Women suffer most as the economy grows

Michelle Harrison

CEO Kantar Public

Economy 2014 19.12.2014 / 14:30

Household bills

Women disproportionately affected by economic growth without wage inflation

A new poll of 1,180 adults by TNS UK reveals that the current state of economic growth without wage inflation is disproportionately affecting women aged between 35 and 54. This group is still primarily responsible for shopping and bills in many households across the UK and this survey demonstrates how the improvements seen to the wider economy are yet to trickle down to the household.

Women aged 35-54 report the highest levels of anxiety about paying household bills with over a third (34%) saying they are finding it harder than it was 12 months ago to meet their household budget. Only one-in-ten feels that the situation has improved, with most (56%) reporting that the situation is unchanged.

Furthermore, these women are more pessimistic than the rest of the population when it comes to the future. Fewer than one-in-five (16%) expect the British economy to be doing better than it is now in a year's time and three-quarters (74%) expect further stagnation.

With an election looming the coalition parties will be concerned to learn that this group are also the least positive about the government's handling of the economy. Over a third (36%) rate the government's handling of the economy as poor and only 21% rate it as good.

Indeed, when we look at policy priorities for this group the coalition parties will also have cause for concern.
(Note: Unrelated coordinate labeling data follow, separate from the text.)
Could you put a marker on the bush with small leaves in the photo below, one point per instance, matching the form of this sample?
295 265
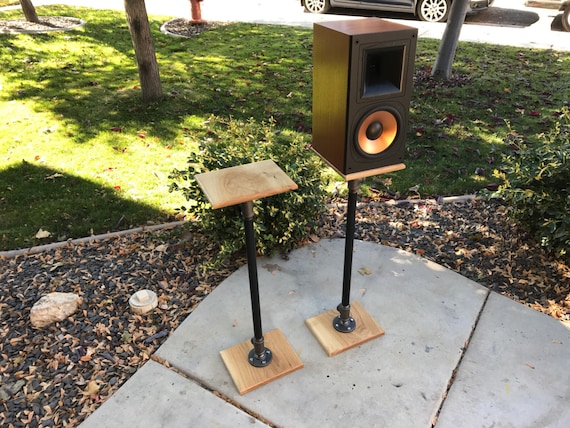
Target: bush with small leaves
282 222
536 180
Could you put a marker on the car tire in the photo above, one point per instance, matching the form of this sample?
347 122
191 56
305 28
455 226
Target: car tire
566 19
433 10
317 6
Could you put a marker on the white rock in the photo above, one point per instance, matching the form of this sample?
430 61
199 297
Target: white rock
53 307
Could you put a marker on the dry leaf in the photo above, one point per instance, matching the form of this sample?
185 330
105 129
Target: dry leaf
93 387
42 234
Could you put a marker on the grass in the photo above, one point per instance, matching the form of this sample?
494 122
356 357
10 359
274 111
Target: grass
81 154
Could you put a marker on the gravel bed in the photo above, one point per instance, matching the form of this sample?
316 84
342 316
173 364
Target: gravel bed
58 375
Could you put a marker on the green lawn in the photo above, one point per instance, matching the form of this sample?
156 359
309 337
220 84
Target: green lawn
81 154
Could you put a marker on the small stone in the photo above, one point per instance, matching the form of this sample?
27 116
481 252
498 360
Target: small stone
53 307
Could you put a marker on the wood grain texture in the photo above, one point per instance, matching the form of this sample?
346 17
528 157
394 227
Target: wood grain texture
244 183
246 377
335 342
364 174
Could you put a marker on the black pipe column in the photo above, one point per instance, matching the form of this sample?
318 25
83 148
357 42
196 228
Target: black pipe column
259 356
344 322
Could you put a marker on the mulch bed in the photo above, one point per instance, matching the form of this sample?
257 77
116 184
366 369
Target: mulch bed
58 375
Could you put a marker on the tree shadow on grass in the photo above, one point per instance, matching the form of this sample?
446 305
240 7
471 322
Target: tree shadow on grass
90 93
33 197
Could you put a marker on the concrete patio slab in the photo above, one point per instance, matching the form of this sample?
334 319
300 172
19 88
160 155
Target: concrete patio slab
397 380
515 373
158 397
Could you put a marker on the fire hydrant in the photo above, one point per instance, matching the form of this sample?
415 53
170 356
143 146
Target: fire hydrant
195 11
Healthcare is their number one priority (with a Public Priority Index score of 62), followed by stricter border controls and reducing unemployment (both 56). This group trust UKIP the most (30%) to implement stricter border controls and Labour the most (41%) to invest more in the Health Service and reduce unemployment (36%). 

The voting intentions polling in the same survey suggests that Labour currently have an advantage over the Conservative party. Currently 35% of people plan to vote for Labour whereas 28% plan to vote for the Conservative party.

However all is still to play for - 56% of those with an opinion towards the likely outcome of the next election currently believe that no party will have an overall majority. Furthermore, 46% think the Conservatives will be the biggest party in parliament compared with 43% for Labour.

UKIP remain in third position with 19% of the electorate currently planning to vote for them in May.

At the moment women appear to be less convinced by UKIP than men; whereas 21% of men currently plan to vote for UKIP this compares to only 17% of women.

Source : Kantar TNS

Editor's Notes

TNS Omnibus interviewed a representative sample of 1,180 adults in Great Britain between 11 and 15 December 2014. All interviews were conducted as online self-completion. The data is weighted to match population totals for age, sex, social grade, working status, presence of children, 2010 voting patterns and region.